Quand tout le monde a été parti, j’ai proposé de laver la vaisselle, mais elles n’ont pas voulu me laisser faire. Elles sont déterminées à me tenir à l’écart de la cuisine. Daniel s’est retiré dans son bureau, et moi ici, en haut, sous prétexte de dormir.

Je prends le train pour Cardiff, demain. J’espère que tante Teg viendra me chercher. Elle n’a pas répondu à ma lettre. Si elle ne vient pas, je remonterai la vallée en bus. J’ai la clef de la maison de Grampar. Je dois parler à Glorfindel, même s’il n’est pas facile d’obtenir des réponses claires des fées. Mais je dois essayer.

Jeudi 27 décembre 1979

Le train, dans le coin d’un compartiment que j’ai pour moi toute seule, du moins jusqu’ici. Le paysage est couvert de givre, comme s’il avait été saupoudré de sucre glace. Le soleil perce de temps en temps à travers les nuages et, quand nous abordons un virage, j’aperçois au loin les montagnes galloises qui se rapprochent. J’adore le train. Je me sens connectée à la dernière fois que j’étais assise là, et aussi au train pour Londres. C’est un entre-deux, en suspens ; en mouvement rapide entre un lieu et un autre, c’est aussi en équilibre entre les deux. Il y a là de la magie, pas une magie qu’on peut exercer, une magie qui est simplement là, pour donner un peu de couleur et de gaieté.

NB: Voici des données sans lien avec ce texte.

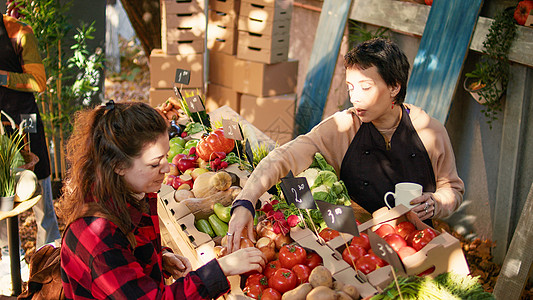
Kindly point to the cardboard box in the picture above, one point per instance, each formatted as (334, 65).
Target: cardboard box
(182, 6)
(249, 39)
(263, 27)
(221, 68)
(228, 6)
(222, 34)
(158, 96)
(274, 115)
(280, 10)
(184, 47)
(444, 252)
(262, 80)
(163, 69)
(218, 96)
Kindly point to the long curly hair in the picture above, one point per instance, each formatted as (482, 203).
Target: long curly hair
(106, 138)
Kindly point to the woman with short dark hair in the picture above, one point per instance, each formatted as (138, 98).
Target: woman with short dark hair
(112, 245)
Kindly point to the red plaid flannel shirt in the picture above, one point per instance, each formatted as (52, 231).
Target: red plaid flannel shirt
(97, 263)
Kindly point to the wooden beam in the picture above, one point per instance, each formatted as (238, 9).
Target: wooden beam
(442, 51)
(517, 265)
(514, 123)
(410, 18)
(322, 63)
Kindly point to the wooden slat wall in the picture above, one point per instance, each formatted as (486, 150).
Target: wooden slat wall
(410, 18)
(442, 51)
(322, 64)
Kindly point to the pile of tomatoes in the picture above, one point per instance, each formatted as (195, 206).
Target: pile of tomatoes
(404, 238)
(290, 269)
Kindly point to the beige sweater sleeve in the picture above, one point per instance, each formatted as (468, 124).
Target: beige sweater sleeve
(331, 137)
(450, 188)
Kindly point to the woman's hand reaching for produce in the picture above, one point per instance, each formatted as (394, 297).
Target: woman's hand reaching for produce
(240, 219)
(425, 206)
(177, 266)
(242, 261)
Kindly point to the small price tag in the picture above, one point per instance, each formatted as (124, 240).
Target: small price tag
(384, 251)
(182, 76)
(195, 104)
(232, 130)
(297, 191)
(249, 153)
(30, 122)
(338, 217)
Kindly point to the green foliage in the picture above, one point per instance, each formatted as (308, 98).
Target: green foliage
(72, 69)
(358, 32)
(494, 66)
(10, 146)
(444, 286)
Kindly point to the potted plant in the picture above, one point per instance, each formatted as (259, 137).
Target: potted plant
(488, 81)
(10, 158)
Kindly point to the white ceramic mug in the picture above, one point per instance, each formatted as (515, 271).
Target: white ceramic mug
(404, 192)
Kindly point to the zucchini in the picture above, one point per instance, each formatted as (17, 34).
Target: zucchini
(203, 226)
(219, 227)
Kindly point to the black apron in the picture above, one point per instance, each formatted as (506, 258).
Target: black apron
(369, 170)
(15, 103)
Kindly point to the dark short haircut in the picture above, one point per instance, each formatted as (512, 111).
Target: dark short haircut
(386, 56)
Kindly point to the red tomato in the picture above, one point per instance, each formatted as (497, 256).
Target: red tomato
(313, 260)
(426, 272)
(283, 280)
(422, 237)
(214, 142)
(302, 273)
(384, 230)
(406, 251)
(361, 240)
(352, 253)
(366, 264)
(522, 11)
(395, 241)
(328, 234)
(257, 279)
(253, 291)
(291, 255)
(271, 268)
(405, 228)
(270, 294)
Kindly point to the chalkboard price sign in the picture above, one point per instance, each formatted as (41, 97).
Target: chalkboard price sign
(195, 104)
(338, 217)
(232, 130)
(182, 76)
(297, 191)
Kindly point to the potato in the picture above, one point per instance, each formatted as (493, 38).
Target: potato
(343, 296)
(321, 276)
(299, 293)
(337, 285)
(351, 291)
(321, 293)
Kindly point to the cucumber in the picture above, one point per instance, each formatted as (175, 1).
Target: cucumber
(219, 227)
(203, 226)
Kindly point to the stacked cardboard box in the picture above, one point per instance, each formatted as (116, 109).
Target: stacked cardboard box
(259, 84)
(264, 28)
(183, 33)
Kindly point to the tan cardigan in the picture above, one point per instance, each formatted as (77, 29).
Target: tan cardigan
(333, 136)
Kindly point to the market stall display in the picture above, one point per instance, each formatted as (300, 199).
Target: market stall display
(195, 213)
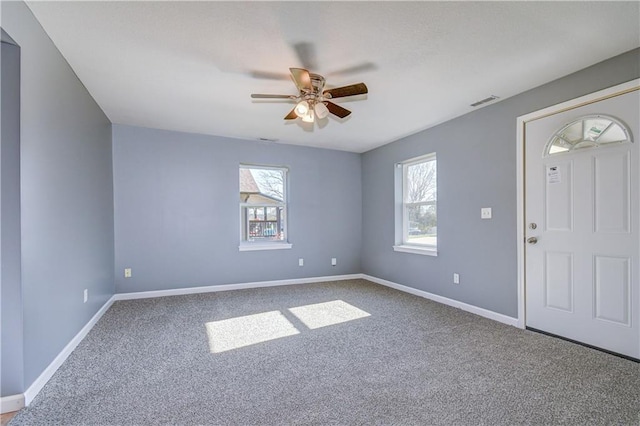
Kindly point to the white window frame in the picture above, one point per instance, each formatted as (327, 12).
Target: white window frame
(402, 220)
(246, 245)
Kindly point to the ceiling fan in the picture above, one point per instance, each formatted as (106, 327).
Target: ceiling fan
(312, 100)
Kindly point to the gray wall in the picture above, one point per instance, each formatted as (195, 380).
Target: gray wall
(177, 212)
(11, 354)
(476, 168)
(66, 196)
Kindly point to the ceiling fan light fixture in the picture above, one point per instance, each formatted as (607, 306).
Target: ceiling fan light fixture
(302, 109)
(321, 110)
(308, 118)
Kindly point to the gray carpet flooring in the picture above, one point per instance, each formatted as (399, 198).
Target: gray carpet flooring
(383, 358)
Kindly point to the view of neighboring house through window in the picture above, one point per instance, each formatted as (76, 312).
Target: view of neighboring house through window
(419, 228)
(263, 206)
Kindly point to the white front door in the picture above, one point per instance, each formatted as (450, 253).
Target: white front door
(582, 224)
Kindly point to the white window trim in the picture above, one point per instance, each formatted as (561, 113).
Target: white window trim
(274, 245)
(267, 245)
(401, 230)
(423, 250)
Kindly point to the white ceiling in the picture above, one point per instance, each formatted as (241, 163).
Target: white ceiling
(191, 66)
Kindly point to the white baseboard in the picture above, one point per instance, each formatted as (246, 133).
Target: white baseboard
(226, 287)
(42, 380)
(11, 403)
(16, 402)
(446, 301)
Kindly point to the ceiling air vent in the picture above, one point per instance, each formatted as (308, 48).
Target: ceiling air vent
(485, 100)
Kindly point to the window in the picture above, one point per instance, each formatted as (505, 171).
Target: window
(263, 208)
(416, 213)
(591, 131)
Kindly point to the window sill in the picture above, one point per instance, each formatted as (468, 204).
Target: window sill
(263, 246)
(425, 251)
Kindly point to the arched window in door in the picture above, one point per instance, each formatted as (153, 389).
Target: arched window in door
(589, 131)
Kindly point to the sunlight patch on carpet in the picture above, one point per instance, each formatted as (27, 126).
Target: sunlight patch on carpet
(248, 330)
(328, 313)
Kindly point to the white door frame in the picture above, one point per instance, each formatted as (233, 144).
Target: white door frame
(520, 161)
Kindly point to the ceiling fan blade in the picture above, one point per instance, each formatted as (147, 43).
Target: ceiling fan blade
(306, 53)
(292, 115)
(262, 96)
(268, 75)
(340, 92)
(337, 110)
(363, 67)
(302, 79)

Je ne les ai pas laissées me faire des trous dans la tête pour y accrocher des bijoux et me priver de la magie. Et je suis libre, au moins pour le moment, au moins tant que le train file entre Church Stretton et Craven Arms, après avoir laissé Shrewsbury derrière lui et encore longtemps avant d’arriver à Cardiff. Il y a un passage comme ça dans Quatre Quatuors, je vais voir si je peux le trouver quand j’aurai le livre.

S’il y a une forme de magie plus facile pour amener quelqu’un à faire ce qu’on veut, avec des choses qui le veulent aussi, je ne sais pas ce que c’est. Elles achètent ses vêtements. Elles achètent ses chaussures. Elles lui achètent des verres et du whisky. Elles possèdent la maison et le mobilier. Il veut boire le whisky, et la chaise le veut, et le verre, et bien sûr rien ne pourrait être plus simple que de le faire boire tant qu’il ne puisse pas se lever pour me conduire à la gare. Le plus étrange est que je n’y ai pas pensé moi-même. Mais je ne sais pas si j’aurais pu l’empêcher, sans magie, et même en dehors du fait que ça n’aurait pas été une bonne idée, je ne ferais pas ça même si elles le font. S’il les aimait au départ, s’il était reconnaissant, elles auraient fait n’importe quoi pour le garder. Probablement, au fil des années, elles ont fait de plus en plus de petites choses, sans volonté de nuire, mais sans jamais le laisser partir, le piégeant dans une toile d’araignée de magie de façon à ce qu’il reste, il fait ce qu’elles veulent, il n’a aucune volonté. Il faudrait quelque chose de vraiment fort pour lutter avec ça.